Site information
- Type: Royal Air Force station
- Owner: Ministry of Defence
- Operator: Royal Air Force

Location
- RAF Kidbrooke Shown within Greater London
- Coordinates: 51°27′50″N 0°01′37″E﻿ / ﻿51.464°N 0.027°E

Site history
- Built: 1917
- In use: 1917-1965

Airfield information
- Elevation: 31 metres (102 ft) AMSL
Runways
| Direction | Length and surface |
| 00/00 | Grass |

= RAF Kidbrooke =

Former RAF airbase in London

Royal Air Force Kidbrooke or more simply RAF Kidbrooke is a former Royal Air Force station, situated in Kidbrooke in south-east London, in the Royal Borough of Greenwich. The site was operational from 1917 to 1965 and was mainly used as a stores, maintenance and training facility.

==History==
Established in 1917, the facility was initially a Royal Flying Corps storage depot, situated on both sides of the railway line close to Kidbrooke railway station. In 1917, several large storage warehouses and offices were constructed, that stretched for 1,000 yard alongside both sides of the line, served by sidings and an extensive gauge network. In December of 1917, RFC Kidbrooke was placed under the command of Lt. Col. William Henry Lang.

The RFC became the RAF on 1 April 1918. Kidbrooke became No 1 Stores Depot which was predominantly staffed by members of the Women's Royal Air Force. It became No 1 Equipment Depot in February 1937 and No 1 Maintenance Unit in April 1938. It was disbanded as a stores in February 1947, though its facilities remained in use but managed from elsewhere.

During the Second World War, the base was expanded to include a barrage balloon depot, providing balloons to defend London against low-flying enemy aircraft. This was also the base for the No 1 Balloon Centre and 901 Squadron (a barrage balloon squadron of the Auxiliary Air Force) and No 2 Installation Unit, responsible for constructing and repairing Chain Home radar station masts. On adjacent land to the north of the railway line, No. 141 Gliding School RAF for the Air Training Corps operated from October 1942 to December 1945, after which it transferred to RAF Gravesend and then RAF Detling in north Kent. After the war, the radar installation Unit transferred to RAF West Drayton in Middlesex.
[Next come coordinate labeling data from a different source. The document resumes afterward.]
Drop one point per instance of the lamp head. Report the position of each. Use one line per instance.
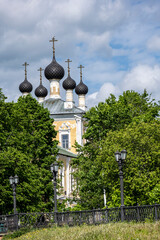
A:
(55, 165)
(16, 179)
(123, 154)
(117, 156)
(11, 180)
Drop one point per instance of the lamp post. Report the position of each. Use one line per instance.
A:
(54, 170)
(14, 181)
(120, 157)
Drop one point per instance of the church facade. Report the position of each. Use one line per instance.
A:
(68, 118)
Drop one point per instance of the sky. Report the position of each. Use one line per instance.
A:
(117, 41)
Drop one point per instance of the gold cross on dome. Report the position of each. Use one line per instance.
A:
(68, 61)
(81, 71)
(25, 64)
(53, 40)
(40, 69)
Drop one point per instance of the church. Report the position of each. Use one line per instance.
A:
(68, 118)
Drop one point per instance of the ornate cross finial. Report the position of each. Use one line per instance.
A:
(81, 72)
(68, 61)
(53, 40)
(40, 69)
(25, 64)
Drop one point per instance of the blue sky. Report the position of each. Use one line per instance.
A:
(118, 42)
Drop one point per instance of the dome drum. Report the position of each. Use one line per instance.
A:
(81, 89)
(69, 83)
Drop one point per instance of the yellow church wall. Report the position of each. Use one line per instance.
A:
(72, 125)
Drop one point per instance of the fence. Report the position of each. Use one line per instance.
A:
(96, 216)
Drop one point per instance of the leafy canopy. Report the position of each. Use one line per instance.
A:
(129, 122)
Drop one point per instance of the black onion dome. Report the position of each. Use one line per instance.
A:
(25, 86)
(69, 83)
(81, 88)
(54, 71)
(41, 91)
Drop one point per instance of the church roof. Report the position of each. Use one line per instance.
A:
(56, 106)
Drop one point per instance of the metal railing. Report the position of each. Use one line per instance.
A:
(96, 216)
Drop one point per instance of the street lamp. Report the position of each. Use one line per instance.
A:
(54, 170)
(120, 157)
(14, 181)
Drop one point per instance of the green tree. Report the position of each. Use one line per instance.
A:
(27, 149)
(109, 127)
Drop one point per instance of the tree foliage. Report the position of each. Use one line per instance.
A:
(26, 149)
(127, 123)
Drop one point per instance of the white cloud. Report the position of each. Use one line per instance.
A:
(142, 77)
(115, 39)
(102, 94)
(154, 43)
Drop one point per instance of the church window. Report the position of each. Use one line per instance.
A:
(65, 141)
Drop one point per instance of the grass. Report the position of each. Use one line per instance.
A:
(113, 231)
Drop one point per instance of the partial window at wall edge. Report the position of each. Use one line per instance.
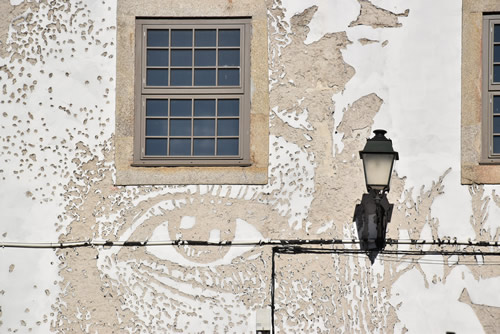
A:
(480, 94)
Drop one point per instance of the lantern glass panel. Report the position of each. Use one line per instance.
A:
(378, 168)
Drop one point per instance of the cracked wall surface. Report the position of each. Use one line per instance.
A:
(330, 85)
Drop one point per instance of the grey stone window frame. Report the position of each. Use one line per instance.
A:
(478, 165)
(490, 90)
(240, 92)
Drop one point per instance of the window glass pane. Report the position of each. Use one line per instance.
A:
(496, 73)
(496, 124)
(227, 147)
(204, 147)
(228, 107)
(496, 53)
(229, 37)
(180, 127)
(204, 127)
(180, 107)
(229, 57)
(496, 33)
(156, 107)
(204, 107)
(182, 37)
(157, 58)
(182, 58)
(180, 77)
(156, 146)
(156, 127)
(496, 104)
(204, 37)
(204, 77)
(157, 37)
(204, 57)
(157, 77)
(228, 127)
(180, 146)
(496, 144)
(231, 77)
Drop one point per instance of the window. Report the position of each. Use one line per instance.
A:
(491, 89)
(191, 120)
(192, 82)
(480, 91)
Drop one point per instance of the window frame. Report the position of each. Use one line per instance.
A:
(142, 91)
(489, 89)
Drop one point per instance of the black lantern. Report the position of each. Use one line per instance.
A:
(374, 212)
(378, 159)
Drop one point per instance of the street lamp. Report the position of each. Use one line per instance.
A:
(378, 159)
(374, 212)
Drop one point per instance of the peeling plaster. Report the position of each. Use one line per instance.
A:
(331, 83)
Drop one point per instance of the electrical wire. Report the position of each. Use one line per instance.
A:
(262, 242)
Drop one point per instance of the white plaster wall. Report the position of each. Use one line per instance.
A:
(416, 74)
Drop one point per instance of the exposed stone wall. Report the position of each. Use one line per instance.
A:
(57, 171)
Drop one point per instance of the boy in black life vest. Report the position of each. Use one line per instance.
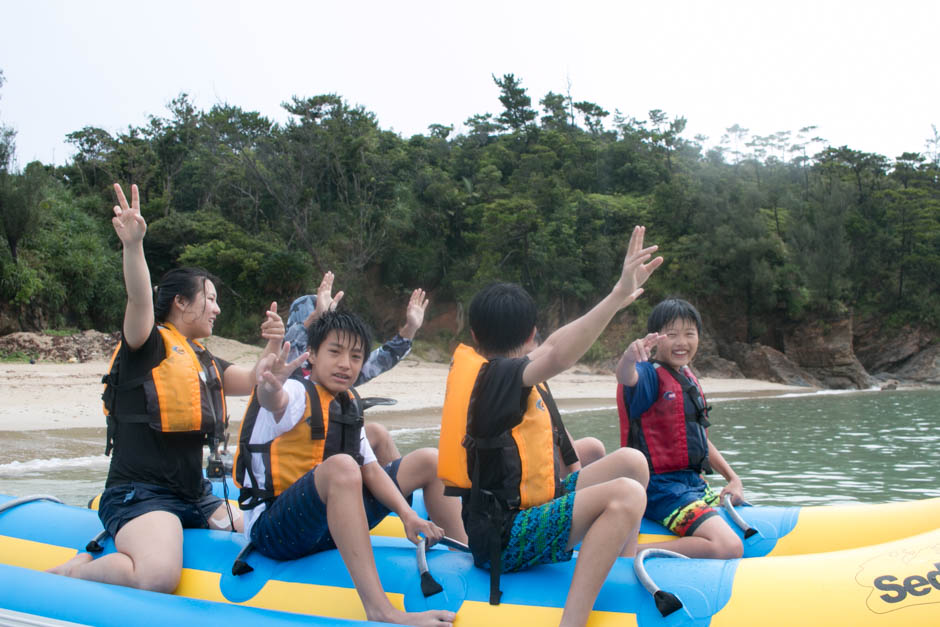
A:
(303, 461)
(500, 444)
(663, 414)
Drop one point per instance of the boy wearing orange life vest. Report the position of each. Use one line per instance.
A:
(310, 480)
(500, 444)
(664, 415)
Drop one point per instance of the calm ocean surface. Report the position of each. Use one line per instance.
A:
(825, 448)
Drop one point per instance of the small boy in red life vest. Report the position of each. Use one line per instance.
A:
(501, 450)
(663, 414)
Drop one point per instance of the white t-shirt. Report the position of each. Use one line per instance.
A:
(266, 429)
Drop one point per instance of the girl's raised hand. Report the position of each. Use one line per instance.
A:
(272, 329)
(129, 225)
(641, 349)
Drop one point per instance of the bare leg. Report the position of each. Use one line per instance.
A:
(624, 462)
(219, 519)
(339, 485)
(418, 469)
(606, 519)
(149, 556)
(382, 443)
(589, 450)
(713, 539)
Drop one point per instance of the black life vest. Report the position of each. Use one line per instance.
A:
(330, 425)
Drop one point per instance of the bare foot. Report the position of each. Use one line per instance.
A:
(430, 618)
(67, 567)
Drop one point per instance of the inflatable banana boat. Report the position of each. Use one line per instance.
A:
(895, 583)
(771, 530)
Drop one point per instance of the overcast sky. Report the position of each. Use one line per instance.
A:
(864, 72)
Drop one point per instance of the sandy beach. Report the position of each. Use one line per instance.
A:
(68, 395)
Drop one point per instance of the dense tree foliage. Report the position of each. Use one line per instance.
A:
(769, 229)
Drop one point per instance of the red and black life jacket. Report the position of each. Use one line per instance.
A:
(330, 425)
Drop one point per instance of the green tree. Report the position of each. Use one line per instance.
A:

Between 1949 and 1953, the Joint Services School for Linguists taught servicemen and women with an aptitude for languages to speak Russian. In January 1954, the RAF Movements School was formed at RAF Kidbrooke, tasked to provide cargo movements and mobility training to personnel of all three Services and other Government departments. It had a staff of 47 and ran around 25 courses, ranging in length from under a week to a 17-week basic recruit course, delivered to over 1,900 personnel per annum. In January 1963, the School moved to RAF Kirton in Lindsey, Lincolnshire, but was disbanded the following December.

RAF Kidbrooke was also the home of No 4 MT Squadron. The squadron, manned by service and civilian personnel and equipped with a variety of vehicles including heavy trucks and Queen Mary low loaders, was responsible for the movement of equipment mainly in the south of England. It also provided vehicles such as the Scammel Scarab in the London Docks. All RAF personnel were posted away in 1967 when the squadron civilianised. When RAF Kidbrooke closed in around 1968/69, the civilian staff and vehicles were relocated to Woolwich Arsenal.

===Wartime murder===
During the Second World War, on 14 February 1944, Iris Miriam Deeley, a leading aircraftwoman with No 1 Balloon Centre was murdered near Well Hall railway station as she was returning to Kidbrooke. Her murderer, Ernest Kemp, was arrested a week later. He was tried and convicted at the Old Bailey, and, after being condemned to death, was executed at Wandsworth Prison on 6 June 1944.

==The site today==
After the base's closure, much of the site was used for housing, with the Ferrier Estate (1968–2012) being constructed to the south of the railway lines. In the 1980s the Rochester Way Relief Road was built across the northern part of the site, alongside the railway line, carrying the A2 south of its earlier route. The Kidbrooke training facility was on the site today occupied by Thomas Tallis School, in which the RAF Linguists' Association unveiled a commemorative plaque in 2008 (re-dedicated in July 2014).

Part of the eastern side of the open land of the glider school site, which was north and east of the base itself, is now occupied by The Halley Academy (from 1954 to 2011, Kidbrooke School).